This certainly has been a rough year for discriminating movie-goers. The generally lackluster nature of 2012’s cinematic offerings has become all the more apparent as I wade through the catalog of potentially worthwhile titles I missed earlier in the year, in preparation for my annual top 10 list (coming early next month). Haven’t seen anything too exciting thus far, but I haven’t lost hope yet.
The multiplex scene seems more exciting these days, with a smattering of critically acclaimed Oscar hopefuls looking to help end the year on as positive a note as possible. This weekend brings us nothing of consequence, but nevertheless, a handful of interesting releases are still playing at the local friendly multiplex. (I missed “Lincoln,” but will definitely see it before the year is out).
I don’t know if you’ve been tracking advance reviews and word of mouth for the holiday season’s remaining “major” releases, but even if “The Hobbit: An Unexpected Journey” is as insufferably boring and borderline unwatchable as the buzz would have us believe, we’ve still got “Les Miserables,” “Zero Dark Thirty” and, of course, “Django Unchained” coming up, and they’re all getting fantastic notices. Reviews are forthcoming, but this week we’ll be taking a slightly belated look at another notable awards contender, Ang Lee’s admirably ambitious and intermittently breathtaking survival adventure “Life of Pi.”
I’ve never been quite sure what to make of Ang Lee’s varied, uneven filmography. He ranks highly among the world’s most admired contemporary filmmakers, and his name commands respect and reverence like few others, but he seems to lack that “personal signature” that makes so many of his contemporaries seem so much more exciting and accomplished. Perhaps this is a good thing — it has been said that the greatest filmmakers exercise their craft with subtly, and their style is muted to the point of being “invisible” (Clint Eastwood defenders, in particular, have always fallen back on this adage). Lee rarely draws attention to himself or his techniques, and the only common trait or theme that seems to run through his works is a preference for lush cinematography.

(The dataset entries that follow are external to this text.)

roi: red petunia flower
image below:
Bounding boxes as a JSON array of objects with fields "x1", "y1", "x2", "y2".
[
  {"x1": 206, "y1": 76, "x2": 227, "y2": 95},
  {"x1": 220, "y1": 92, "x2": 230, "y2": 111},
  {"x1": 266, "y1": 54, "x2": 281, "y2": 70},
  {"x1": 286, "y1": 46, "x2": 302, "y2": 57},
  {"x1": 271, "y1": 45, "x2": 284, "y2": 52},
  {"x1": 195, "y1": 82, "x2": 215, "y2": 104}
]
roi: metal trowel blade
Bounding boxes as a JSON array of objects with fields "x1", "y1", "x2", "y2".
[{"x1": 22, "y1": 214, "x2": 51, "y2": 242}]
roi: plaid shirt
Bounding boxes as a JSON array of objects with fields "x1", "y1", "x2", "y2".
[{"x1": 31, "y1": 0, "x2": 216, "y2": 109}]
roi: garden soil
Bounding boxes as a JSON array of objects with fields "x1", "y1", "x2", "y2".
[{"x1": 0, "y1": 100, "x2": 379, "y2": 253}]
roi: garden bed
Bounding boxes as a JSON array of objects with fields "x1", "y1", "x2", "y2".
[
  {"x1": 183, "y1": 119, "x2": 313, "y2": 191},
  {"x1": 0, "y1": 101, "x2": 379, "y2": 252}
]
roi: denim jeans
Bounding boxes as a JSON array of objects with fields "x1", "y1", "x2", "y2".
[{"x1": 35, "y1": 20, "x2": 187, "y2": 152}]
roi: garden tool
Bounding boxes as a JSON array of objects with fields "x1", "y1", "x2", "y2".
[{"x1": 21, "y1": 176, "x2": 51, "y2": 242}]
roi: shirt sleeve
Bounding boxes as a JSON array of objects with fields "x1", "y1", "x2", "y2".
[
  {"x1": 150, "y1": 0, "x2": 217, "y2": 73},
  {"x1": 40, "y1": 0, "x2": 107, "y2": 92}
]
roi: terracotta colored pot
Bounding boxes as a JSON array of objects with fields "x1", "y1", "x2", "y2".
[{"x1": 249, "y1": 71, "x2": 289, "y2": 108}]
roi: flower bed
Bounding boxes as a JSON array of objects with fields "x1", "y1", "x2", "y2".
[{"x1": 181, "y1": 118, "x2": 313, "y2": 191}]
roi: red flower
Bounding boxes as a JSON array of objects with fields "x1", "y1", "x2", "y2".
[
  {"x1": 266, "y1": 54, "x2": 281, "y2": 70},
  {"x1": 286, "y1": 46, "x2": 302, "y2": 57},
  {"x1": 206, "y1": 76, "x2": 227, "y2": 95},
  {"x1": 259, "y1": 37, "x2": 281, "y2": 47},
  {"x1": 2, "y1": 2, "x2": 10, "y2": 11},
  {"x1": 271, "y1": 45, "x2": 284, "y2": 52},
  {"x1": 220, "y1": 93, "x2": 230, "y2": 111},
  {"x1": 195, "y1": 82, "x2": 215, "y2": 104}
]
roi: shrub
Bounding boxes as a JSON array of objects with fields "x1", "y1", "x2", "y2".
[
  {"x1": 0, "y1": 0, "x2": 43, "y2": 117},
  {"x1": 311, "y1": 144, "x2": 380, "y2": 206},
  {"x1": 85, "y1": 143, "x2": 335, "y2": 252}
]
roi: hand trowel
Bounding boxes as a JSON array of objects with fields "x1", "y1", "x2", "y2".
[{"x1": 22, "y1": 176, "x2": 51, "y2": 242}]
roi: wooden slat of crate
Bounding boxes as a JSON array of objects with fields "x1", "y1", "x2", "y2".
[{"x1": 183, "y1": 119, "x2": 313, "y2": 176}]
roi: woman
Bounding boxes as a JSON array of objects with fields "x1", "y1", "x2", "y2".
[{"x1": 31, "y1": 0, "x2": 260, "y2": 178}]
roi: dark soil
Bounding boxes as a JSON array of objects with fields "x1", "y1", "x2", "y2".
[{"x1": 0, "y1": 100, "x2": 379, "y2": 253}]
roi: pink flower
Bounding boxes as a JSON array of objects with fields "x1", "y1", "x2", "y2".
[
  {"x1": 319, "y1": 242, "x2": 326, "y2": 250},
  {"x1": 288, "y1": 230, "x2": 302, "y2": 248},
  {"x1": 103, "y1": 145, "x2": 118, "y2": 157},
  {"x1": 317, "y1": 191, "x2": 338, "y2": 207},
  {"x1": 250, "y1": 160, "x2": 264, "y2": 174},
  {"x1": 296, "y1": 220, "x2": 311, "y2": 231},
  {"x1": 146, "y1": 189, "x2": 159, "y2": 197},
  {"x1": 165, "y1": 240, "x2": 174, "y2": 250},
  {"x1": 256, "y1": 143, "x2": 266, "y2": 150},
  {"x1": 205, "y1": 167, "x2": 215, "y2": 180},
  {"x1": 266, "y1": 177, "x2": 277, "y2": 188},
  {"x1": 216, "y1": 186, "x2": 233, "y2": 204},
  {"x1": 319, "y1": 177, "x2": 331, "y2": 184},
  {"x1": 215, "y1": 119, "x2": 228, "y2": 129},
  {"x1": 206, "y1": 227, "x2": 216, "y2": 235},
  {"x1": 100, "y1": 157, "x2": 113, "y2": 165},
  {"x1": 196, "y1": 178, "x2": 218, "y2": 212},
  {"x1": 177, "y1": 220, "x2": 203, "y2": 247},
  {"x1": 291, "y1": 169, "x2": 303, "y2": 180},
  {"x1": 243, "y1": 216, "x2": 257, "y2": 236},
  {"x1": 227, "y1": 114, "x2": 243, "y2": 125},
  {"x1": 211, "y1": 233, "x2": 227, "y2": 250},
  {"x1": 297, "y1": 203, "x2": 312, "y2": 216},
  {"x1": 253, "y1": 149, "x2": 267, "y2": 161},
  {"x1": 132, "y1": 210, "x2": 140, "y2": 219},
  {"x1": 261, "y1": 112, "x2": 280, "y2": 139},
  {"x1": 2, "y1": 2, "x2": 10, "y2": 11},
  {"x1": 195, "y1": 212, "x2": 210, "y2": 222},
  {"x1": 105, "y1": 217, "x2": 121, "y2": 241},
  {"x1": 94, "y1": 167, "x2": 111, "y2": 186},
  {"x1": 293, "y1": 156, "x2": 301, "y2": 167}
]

But he usually makes good movies, and God knows he deserves credit for that. His latest, an adaptation of author Yann Martel’s modern classic “Life of Pi,” is among his better films, and certainly the most technically impressive. Telling the story of a young Indian man who becomes stranded on a life boat along with a very hungry and unpredictable Bengal tiger — and in grand “hero’s journey” fashion makes some surprising and touching discoveries about himself — the film is a rousing adventure tale filled with gorgeous scenery and striking visual effects. (It should be noted that I skipped the 3D version, as I’m trying to save the retinal gymnastics for Peter Jackson’s reportedly vomit-inducing “The Hobbit.”) It’s kid-friendly to boot, and given the shortage of tolerable family-oriented movies coming out of Hollywood these days, parents should jump at the chance to take their kids to an actual movie instead of recycled animated cash cows. Just sayin’.
“Life of Pi” has garnered some heavy Oscar buzz, and it’s not hard to see why. It’s an old-fashioned narrative presented with significant modern flourishes, striking the perfect balance between classical adventure-tale charm and technological spectacle. Lee advances the plot with confidence and conviction, avoiding the narrative pitfalls of Robert Zemeckis’ similarly themed and unforgivingly dull “Cast Away.” And Suraj Sharma (marking his film debut), as title character Pi Patel, gives an award-caliber performance, carrying the entire movie on his shoulders as he anchors nearly every scene after the 20-minute mark. He’ll quickly be typecast on account of Hollywood’s notorious and rampant racism, but nonetheless, this is a tour de force for the books.
However, despite all these accomplishments, “Life of Pi” carries an air of self-importance that’s difficult to break through. The fact that the film is clearly head-over-heels in love with itself and its “deep” ruminations of the nature of self-identity and religious faith make it at times unapproachable, and it seems that a little humility could have gone a long way. Then there’s the ending, which is supposed to enhance and enrich everything that came before, casting the film’s events in a different light and illuminating the profound human truths at the core of the story. Instead, it feels like a cop-out tacked on by a writer who didn’t know how to finish their story —think “Atonement,” only on a much grander scale. A shame, because for the bulk of it running length, “Life of Pi” is exactly the kind of involving, inspiring epic tale that holiday audiences have been craving.
“Life of Pi” is rated PG for mild violence and mature themes.